Scalability additionally means that the number of switch fabric ports can be increased without impacting the line cards that are already installed. This is espe-cially an issue in installations that will grow linearly over time.

Adding a line card means adding a port. If a switch fabric is capable of supporting N ports, then adding one port renders N + 1 ports that the upgraded switch fabric must be able to support. Usually, switch fabrics support 2ⁿ ports, and if N = 2ⁿ, then the entire switch fabric must be exchanged for a switch fabric with a larger capacity.

While this seems problematic, it is not really an issue. This is easily accomplished, especially in installations with redundant cards. The hot-standby card is placed into the status Maintenance Blocked (MBL), subsequently in Unavailable (UNA), and then removed. The new card with the higher capacity is installed and placed into the status MBL. After it is initialized, it can be put into the status Active (ACT), and the remaining card can be handled in a similar way. After everything is returned to ACT and Standby (STB), the system is extended in its switching capacity. That requires that the switch fabric cards contain all components, including the queue manager. If the queue manager is on the line cards, then the number of VOQs supported remains the same, even after upgrading the switch fabric card; therefore, the additional ports cannot be used since there is no VOQ for them. As a result, the router cannot be upgraded by just exchanging the switch fabric card. Instead, the line cards must be exchanged as well.

Scaling up the switch fabric is not a trivial issue. It certainly is limited by the implementation if the current architecture is kept. Die sizes are expected to be huge.

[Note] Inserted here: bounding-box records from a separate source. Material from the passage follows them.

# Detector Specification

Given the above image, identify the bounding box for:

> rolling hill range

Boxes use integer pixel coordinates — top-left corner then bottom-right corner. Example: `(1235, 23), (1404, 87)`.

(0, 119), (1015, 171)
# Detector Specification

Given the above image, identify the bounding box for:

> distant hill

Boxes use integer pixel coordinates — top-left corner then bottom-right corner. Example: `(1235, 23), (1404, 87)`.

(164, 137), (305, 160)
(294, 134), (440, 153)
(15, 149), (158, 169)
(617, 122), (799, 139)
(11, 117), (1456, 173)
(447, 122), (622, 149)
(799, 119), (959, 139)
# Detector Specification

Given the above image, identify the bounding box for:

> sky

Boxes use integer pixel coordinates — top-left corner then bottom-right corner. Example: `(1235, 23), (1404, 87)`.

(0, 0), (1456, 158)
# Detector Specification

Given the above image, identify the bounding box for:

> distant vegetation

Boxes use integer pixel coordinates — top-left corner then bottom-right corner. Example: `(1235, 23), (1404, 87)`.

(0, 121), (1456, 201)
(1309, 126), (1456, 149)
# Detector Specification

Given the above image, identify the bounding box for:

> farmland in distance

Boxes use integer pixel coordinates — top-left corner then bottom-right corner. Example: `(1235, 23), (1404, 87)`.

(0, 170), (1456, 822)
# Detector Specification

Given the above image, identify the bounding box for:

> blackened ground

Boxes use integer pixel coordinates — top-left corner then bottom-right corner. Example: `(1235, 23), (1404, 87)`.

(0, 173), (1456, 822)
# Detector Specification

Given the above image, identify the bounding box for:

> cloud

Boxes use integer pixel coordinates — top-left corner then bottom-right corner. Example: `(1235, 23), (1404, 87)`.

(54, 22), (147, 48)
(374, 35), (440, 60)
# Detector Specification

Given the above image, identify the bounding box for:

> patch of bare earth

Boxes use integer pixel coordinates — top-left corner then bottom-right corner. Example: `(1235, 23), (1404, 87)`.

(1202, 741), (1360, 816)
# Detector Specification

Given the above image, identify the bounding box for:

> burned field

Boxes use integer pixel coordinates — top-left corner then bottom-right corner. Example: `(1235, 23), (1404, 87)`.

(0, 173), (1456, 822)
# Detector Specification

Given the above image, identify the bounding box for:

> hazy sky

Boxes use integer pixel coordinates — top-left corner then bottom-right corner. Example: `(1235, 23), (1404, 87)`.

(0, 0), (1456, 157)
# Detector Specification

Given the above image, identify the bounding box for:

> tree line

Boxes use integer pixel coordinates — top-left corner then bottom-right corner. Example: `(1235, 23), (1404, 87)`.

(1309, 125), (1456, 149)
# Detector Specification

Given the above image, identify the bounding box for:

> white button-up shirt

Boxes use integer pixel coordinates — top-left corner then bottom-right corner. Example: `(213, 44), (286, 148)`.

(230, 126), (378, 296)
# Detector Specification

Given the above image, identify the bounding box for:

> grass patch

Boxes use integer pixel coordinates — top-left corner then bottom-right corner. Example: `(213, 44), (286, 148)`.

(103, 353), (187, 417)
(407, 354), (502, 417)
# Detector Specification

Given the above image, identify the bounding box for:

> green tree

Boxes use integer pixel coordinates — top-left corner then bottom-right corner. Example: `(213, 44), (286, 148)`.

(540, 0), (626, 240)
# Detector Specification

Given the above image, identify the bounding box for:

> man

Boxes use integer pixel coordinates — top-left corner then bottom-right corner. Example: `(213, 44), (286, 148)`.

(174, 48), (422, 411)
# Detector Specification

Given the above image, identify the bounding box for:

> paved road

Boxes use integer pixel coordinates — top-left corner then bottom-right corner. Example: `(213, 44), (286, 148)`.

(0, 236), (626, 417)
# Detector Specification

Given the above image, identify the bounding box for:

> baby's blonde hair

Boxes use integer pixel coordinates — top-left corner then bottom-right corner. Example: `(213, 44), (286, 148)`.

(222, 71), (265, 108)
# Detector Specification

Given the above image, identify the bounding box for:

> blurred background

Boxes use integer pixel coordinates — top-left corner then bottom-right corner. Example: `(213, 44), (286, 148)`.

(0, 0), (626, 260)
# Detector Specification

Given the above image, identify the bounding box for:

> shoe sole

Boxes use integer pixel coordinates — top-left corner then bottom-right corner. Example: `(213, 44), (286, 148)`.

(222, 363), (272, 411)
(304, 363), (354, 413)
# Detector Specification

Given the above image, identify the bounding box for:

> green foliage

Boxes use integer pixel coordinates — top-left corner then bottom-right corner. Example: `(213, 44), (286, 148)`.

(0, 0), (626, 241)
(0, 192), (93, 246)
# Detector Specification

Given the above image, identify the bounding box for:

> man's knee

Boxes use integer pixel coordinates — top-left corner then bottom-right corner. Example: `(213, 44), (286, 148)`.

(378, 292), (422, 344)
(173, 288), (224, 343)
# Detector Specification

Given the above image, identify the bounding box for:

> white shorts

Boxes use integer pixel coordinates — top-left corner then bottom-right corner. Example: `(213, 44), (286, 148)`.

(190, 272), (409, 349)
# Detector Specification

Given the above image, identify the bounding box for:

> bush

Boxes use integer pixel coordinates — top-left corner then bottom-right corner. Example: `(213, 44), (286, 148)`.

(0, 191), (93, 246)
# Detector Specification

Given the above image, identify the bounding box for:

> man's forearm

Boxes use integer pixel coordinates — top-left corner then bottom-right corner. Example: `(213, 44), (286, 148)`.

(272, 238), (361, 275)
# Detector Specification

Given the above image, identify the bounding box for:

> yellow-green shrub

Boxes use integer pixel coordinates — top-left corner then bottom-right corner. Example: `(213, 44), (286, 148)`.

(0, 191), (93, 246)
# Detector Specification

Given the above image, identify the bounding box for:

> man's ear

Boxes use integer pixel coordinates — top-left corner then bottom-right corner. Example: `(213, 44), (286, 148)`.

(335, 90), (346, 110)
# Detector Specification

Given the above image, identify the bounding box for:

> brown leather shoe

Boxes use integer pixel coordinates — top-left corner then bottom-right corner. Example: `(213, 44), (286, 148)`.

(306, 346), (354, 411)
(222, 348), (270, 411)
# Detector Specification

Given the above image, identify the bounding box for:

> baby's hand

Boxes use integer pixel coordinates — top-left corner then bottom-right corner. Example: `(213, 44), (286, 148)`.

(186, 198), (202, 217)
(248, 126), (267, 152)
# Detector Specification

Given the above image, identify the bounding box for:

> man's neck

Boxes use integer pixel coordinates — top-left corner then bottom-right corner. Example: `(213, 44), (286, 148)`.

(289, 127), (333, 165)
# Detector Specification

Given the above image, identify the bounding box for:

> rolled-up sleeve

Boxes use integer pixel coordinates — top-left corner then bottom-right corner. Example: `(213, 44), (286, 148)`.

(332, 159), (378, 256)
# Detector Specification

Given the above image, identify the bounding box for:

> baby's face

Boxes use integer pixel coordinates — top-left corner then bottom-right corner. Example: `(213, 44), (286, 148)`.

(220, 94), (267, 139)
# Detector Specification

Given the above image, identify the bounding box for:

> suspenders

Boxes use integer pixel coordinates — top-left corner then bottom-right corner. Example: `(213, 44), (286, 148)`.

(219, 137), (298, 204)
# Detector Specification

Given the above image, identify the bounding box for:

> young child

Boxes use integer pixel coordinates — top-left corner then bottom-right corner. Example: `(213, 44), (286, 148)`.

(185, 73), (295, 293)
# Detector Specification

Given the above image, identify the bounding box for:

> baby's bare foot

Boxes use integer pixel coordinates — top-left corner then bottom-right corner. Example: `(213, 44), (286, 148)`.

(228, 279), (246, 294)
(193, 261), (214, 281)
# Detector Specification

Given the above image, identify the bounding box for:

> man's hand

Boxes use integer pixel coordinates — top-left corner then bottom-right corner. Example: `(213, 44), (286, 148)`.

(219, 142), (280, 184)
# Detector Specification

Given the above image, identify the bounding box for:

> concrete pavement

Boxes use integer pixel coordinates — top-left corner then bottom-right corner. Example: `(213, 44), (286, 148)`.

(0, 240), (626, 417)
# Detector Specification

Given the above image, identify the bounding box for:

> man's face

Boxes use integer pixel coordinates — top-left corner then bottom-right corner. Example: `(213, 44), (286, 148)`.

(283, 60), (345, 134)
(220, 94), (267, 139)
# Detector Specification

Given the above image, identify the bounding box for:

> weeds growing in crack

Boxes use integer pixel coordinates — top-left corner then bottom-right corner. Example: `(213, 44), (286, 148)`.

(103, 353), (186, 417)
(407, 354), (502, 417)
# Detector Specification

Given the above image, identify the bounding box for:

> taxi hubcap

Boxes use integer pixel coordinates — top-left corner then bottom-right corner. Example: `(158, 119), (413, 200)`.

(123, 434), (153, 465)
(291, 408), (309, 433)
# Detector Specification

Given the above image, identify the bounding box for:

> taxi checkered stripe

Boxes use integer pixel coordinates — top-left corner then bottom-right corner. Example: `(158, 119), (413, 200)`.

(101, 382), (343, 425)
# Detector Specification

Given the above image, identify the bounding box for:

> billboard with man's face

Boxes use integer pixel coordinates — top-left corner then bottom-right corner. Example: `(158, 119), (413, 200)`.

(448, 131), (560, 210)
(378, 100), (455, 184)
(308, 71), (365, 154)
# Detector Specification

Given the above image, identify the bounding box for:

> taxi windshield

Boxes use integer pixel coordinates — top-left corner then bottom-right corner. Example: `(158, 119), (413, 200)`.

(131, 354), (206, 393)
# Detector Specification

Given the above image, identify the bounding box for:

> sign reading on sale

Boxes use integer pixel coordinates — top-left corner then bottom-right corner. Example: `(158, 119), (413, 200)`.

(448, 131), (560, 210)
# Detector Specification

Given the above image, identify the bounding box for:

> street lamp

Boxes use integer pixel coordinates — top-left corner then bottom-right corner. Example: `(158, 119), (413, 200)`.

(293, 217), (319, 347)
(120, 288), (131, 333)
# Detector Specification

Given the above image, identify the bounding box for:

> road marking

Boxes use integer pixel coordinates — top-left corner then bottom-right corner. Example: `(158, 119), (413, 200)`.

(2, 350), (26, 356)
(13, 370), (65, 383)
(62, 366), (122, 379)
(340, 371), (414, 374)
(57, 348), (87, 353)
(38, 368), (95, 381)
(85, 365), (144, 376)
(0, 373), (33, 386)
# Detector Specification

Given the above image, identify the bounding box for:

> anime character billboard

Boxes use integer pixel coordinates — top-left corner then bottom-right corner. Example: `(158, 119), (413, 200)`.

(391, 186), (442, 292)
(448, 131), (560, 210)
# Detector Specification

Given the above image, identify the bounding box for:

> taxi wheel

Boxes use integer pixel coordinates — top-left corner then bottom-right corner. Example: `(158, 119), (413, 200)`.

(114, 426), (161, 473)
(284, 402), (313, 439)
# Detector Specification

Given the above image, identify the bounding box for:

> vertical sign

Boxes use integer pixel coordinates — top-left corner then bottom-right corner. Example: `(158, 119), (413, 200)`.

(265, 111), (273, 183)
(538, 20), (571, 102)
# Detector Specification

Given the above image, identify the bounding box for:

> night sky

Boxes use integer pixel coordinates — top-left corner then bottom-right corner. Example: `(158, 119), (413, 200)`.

On the upside, however, another architecture that has chosen to go with queues at every crosspoint faces this problem to an even higher extent. With VOQ-based architectures, the memory required basically grows linearly with the number of ports N, and, to a lesser extent, with the port speeds. Queues at every crosspoint imply a growth according to N². It appears that the growth of single-stage routers is limited by the size of buffered and queued switch fabrics. There may be a shift in paradigm to deploy multistage switch fabrics in routers.

However, we can determine the degree to which scalability is possible in the current paradigm of VOQ or CVOQ switch fabrics. If we assume we will have to linearly increase single-stage switch fabric capacity, we can see the implications.

Let us assume that for the time being a net (payload) 5.12 Tbit/s switch is sufficient.

The challenge then is to find out which architecture to use. If VOQ architecture is deployed, then the individual queues impose a big implementation problem. At 10 Gbit/s a 1024 cell VOQ is acceptable to prevent Head-of-Line blocking. It is to be assumed that for a 40 Gbit/s solution, 4,096 cells are required to be stored per VOQ, and that number will have to increase if the network processor or the traffic manager has a proportionally higher latency at these speeds. So for a 40 Gbit/s port, every VOQ must be able to hold 4,096 cells. If the current function split is kept, then the queue manager must hold vastly more and faster memory than any current

one. It must hold a total of 4,096 cells per VOQ, multiplied by 64 or 128, depending on the internal datagram size. This is a total of 524,288 internal datagrams, or 37,748,736 bytes if 72 byte internal datagrams are used. It is a total of an impressive 301,989,888-bit (around 300 Mbit) SRAM only for the payload in the VOQ in the queue manager. Not only is this significantly more SRAM than deployed today, it also must run at higher speeds. Additionally, it does not yet incorporate any tags, transient LCIs, and Output Queues; nor does it include the logic for the schedulers.